De esa manera, dice el asesor en comunicación política del Partido Socialista Obrero Español (PSOE) Xosé Rúas Araujo, la rendición de cuentas, propia de una sociedad democrática, se ha convertido en una feria de propaganda ante la condescendencia del Congreso.
De paso en nuestro país, donde visitó Monterrey y la Ciudad de México como parte de una investigación financiada por la Universidad de Vigo, Galicia, sobre las campañas electorales y la comunicación política en México, Rúas Araujo comenta que en 2006 Antonio Solá vendió una campaña de odio en Guatemala, España y México.
Solá fue asesor de cabecera de Calderón durante el proceso electoral de ese año y, según el investigador, su campaña sólo tuvo éxito en nuestro país; incluso se mantiene vigente porque la oposición de Andrés Manuel López Obrador se quedó entrampada en el juego sucio de la campaña electoral del PAN, su candidato y la cúpula empresarial.
La nueva autoridad
Testigo de la intensa campaña propagandística de Calderón en radio y televisión, Rúas Araujo sostiene que cuando hay un abuso de la publicidad institucional se pasa del propósito de servicio al de imagen y autopromoción "para mayor gloria del gobierno en turno".
El especialista, quien cursó un doctorado en comunicación en la Universidad Complutense de Madrid y se tituló con la tesis El discurso político de Manuel Fraga, sostiene que ese abuso pervierte el sentido de la publicidad pública, donde el depositario es el ciudadano, no las instituciones: "No debe ser el emisor lo que importe, sino el receptor. En esa perversión, lo que importa es el gobernante, no el ciudadano".
-El gobierno de Calderón está embarcado en una intensa campaña a favor de su propuesta de reforma de Pemex, en la que personas ordinarias dicen que se debe aprobar la reforma del presidente. ¿Qué significa ese recurso en la comunicación política? -pregunta Proceso a Rúas Araujo.
-Significa que gobernamos con el pueblo, pero sin el pueblo. Utilizamos al pueblo. Es uno de los grandes males en que se puede caer: buscar un amparo publicitario en el ciudadano que en realidad no existe. Yo puedo escoger tres o cuatro ciudadanos que me digan lo que yo quiero escuchar. Luego, hacer de eso una norma y decir que eso es la opinión de todo el pueblo; ese es uno de los recursos más viejos de la propaganda.

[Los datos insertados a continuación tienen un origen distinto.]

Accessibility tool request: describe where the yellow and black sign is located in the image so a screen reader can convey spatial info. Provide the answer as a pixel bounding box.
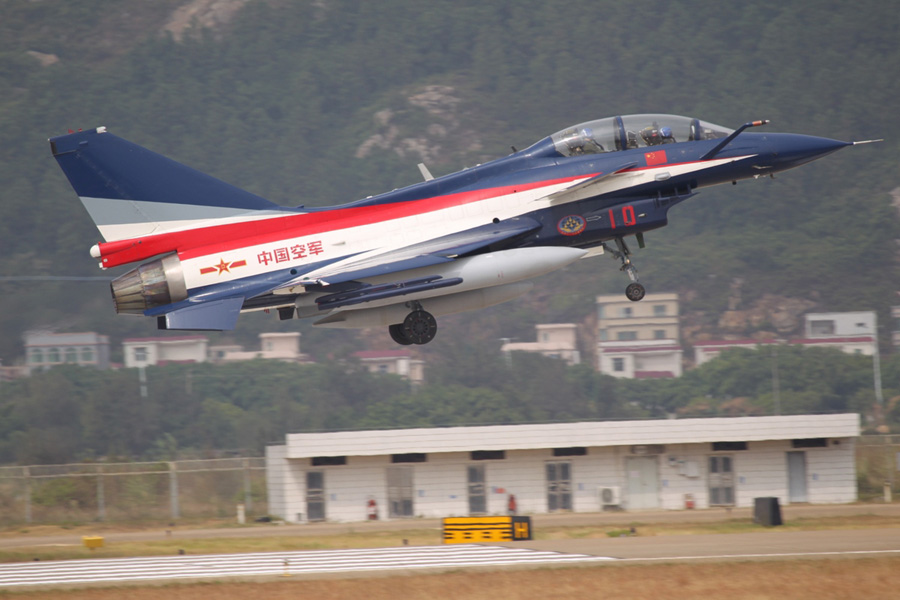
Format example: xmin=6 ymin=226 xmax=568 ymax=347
xmin=442 ymin=516 xmax=532 ymax=544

Añade: "El fin básico de la publicidad es persuadir; el paso siguiente, convencer. Siempre bajo el pretexto de que es por el bien de los ciudadanos, cuando a lo mejor se esconden determinados intereses".
-¿Qué efectos tiene esto para la vida democrática?
-Es como el Big Brother, que constantemente nos dice lo que debemos pensar de cada asunto. Llevado al extremo, es eliminar la crítica y es el camino del pensamiento único. Nosotros pensamos por ti. Y te decimos lo que debes pensar.
-¿Hay manera de contrarrestar esos mensajes si quien los produce dispone de los recursos del poder público?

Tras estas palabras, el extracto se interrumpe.